У меня большие руки, но ладонь, сжавшая мою, была еще больше и казалась твердой как дерево. Мгновение мы мерились силой.
Пока мы шли, топот наших ног превратился в торжественную музыку, в которую вступили инструменты, не похожие ни на трубы, ни на офиклеиды, ни на какие-либо другие известные мне. Когда мы разжали руки, эта странная музыка достигла кульминации; золотые голоса незримыми устами рассказывали о нас друг другу.
Через миг все смолкло. Внезапно, точно тень птицы, но нависая над нами, как зеленые сосны над некрополем, появилась крылатая фигура великанши.
Все иеродулы тут же поклонились, а спустя мгновение их примеру последовали мы с Гунни. Матросы, пришедшие с нами, также выразили покорность, стянув шапки, склонив головы и коснувшись костяшками пальцев лбов или отреагировав еще менее изящно, но даже с большей готовностью.

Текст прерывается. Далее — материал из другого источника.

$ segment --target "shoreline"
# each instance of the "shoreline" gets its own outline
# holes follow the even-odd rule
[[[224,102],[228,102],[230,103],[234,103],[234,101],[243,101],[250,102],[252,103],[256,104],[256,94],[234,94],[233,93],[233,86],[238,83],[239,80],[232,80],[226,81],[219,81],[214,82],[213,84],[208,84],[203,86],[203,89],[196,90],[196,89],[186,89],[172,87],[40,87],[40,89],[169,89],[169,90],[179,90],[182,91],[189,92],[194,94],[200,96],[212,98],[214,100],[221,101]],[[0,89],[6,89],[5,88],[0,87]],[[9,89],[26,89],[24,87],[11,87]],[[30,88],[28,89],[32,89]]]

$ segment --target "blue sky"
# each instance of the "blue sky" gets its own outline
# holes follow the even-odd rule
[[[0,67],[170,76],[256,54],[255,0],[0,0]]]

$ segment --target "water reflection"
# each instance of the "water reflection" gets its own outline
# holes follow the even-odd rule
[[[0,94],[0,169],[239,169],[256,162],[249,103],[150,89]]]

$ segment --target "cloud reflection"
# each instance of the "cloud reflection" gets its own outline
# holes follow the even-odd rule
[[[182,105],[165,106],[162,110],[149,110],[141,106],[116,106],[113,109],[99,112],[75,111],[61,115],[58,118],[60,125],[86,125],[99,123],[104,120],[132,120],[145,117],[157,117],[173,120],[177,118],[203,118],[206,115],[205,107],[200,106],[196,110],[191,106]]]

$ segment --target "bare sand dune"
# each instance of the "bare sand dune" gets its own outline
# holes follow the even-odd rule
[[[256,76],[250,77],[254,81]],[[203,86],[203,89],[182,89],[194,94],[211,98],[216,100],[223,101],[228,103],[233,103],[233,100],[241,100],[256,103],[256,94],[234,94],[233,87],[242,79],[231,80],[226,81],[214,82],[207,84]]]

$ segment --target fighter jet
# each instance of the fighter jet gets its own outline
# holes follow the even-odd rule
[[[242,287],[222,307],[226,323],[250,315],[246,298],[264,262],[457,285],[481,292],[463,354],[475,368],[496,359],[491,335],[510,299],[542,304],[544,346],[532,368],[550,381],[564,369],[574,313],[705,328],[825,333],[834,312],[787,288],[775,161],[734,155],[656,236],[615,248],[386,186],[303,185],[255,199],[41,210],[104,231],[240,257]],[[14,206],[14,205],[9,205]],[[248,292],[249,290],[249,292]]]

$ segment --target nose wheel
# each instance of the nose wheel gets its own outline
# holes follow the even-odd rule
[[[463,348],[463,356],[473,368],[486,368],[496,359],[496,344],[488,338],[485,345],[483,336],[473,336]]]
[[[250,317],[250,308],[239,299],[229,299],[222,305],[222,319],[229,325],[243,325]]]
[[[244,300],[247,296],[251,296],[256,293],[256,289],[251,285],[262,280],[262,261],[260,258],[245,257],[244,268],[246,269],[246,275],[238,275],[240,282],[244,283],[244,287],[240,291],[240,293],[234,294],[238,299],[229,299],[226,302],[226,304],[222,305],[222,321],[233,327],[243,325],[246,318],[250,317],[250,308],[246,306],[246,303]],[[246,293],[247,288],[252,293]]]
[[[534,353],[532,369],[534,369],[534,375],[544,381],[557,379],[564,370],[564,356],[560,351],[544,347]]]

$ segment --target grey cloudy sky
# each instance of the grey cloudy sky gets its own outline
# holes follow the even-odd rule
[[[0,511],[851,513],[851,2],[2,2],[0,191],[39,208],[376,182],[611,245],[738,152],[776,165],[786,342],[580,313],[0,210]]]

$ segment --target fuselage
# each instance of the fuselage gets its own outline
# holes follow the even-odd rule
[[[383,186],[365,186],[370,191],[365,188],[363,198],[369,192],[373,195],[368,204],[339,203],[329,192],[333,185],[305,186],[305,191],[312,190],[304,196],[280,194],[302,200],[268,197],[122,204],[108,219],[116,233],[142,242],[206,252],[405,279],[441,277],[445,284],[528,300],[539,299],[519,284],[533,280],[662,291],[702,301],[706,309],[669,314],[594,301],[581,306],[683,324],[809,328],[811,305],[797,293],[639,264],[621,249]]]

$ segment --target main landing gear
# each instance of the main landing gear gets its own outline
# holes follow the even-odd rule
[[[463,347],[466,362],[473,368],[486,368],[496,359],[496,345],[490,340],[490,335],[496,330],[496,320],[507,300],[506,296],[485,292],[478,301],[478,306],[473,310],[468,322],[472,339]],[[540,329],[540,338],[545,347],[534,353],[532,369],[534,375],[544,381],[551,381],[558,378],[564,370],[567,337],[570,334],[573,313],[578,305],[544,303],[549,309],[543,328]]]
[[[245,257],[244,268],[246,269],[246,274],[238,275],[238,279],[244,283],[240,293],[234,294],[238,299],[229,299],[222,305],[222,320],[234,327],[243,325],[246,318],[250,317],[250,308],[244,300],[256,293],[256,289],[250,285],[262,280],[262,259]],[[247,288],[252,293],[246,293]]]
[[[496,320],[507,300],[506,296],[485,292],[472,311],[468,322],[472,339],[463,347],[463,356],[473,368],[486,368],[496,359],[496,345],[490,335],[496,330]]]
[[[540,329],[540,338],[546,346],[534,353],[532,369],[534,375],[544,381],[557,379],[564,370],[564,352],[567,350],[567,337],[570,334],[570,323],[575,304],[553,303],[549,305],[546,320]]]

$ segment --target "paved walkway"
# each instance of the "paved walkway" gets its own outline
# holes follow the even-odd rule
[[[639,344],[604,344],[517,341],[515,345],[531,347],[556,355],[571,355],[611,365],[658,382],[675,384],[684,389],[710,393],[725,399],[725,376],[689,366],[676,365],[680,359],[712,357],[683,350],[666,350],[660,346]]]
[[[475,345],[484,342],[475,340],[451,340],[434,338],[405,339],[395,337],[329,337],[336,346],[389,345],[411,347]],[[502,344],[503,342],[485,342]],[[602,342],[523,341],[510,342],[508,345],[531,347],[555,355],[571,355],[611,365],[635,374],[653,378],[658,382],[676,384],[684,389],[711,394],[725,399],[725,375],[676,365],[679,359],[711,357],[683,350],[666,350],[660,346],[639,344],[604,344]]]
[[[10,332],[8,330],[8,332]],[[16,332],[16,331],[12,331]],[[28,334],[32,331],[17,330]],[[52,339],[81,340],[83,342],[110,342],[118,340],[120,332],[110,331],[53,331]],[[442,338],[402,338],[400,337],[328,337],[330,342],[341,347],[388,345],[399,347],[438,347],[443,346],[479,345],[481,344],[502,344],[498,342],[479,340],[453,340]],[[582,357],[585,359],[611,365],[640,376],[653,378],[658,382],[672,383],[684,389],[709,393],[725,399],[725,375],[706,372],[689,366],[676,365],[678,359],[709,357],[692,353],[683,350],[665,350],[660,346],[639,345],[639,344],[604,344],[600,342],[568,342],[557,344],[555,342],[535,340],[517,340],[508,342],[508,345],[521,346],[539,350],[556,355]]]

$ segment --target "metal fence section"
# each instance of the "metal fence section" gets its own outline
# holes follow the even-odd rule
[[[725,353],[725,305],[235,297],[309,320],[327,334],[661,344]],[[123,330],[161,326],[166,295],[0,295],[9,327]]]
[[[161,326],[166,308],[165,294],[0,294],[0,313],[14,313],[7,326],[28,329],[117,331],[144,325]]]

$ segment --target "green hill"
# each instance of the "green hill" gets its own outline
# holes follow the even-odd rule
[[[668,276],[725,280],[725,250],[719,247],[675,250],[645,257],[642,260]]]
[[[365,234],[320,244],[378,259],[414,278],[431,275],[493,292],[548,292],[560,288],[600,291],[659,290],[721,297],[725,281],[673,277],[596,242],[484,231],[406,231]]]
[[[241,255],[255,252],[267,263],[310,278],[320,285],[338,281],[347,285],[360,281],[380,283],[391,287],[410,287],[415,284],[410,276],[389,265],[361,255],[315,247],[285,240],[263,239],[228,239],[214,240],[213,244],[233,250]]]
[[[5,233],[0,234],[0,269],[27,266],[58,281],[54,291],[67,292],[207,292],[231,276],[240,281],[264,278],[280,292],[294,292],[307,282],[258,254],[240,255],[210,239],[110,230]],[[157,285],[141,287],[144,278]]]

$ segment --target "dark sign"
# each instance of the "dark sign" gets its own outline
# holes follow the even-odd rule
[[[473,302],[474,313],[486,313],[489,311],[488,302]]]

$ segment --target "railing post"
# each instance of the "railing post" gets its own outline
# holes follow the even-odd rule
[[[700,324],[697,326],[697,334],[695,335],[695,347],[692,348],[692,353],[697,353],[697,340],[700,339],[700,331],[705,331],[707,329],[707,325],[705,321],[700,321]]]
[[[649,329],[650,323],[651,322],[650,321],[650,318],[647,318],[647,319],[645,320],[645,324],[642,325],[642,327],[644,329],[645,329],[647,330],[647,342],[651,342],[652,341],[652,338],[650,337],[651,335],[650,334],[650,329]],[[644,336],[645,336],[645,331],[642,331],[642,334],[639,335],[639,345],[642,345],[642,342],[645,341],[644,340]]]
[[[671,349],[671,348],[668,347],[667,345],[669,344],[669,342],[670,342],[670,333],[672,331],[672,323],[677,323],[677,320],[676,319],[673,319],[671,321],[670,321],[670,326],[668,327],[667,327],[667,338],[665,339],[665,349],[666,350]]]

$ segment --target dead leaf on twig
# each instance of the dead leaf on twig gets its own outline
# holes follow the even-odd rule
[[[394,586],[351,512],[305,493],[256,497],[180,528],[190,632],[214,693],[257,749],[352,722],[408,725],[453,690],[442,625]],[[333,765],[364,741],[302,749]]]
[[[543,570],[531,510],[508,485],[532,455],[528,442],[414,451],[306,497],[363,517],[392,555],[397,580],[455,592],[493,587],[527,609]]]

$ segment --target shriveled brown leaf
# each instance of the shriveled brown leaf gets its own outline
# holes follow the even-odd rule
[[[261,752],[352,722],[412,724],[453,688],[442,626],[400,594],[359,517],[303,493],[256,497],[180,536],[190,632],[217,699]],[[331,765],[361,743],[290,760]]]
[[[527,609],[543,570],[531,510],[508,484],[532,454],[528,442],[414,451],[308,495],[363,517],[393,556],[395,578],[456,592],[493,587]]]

Гримкельда защищала от страха его философия, меня же – моя память. Цадкиэль, несомненно, был капитаном этого корабля во время моего предыдущего путешествия. Разумеется, Цадкиэль командовал кораблем и теперь, а на Йесоде я научился не бояться его. Но в этот миг я взглянул в глаза великанши, увидел зрачки, покрывавшие ее крылья, и понял, что я глупец.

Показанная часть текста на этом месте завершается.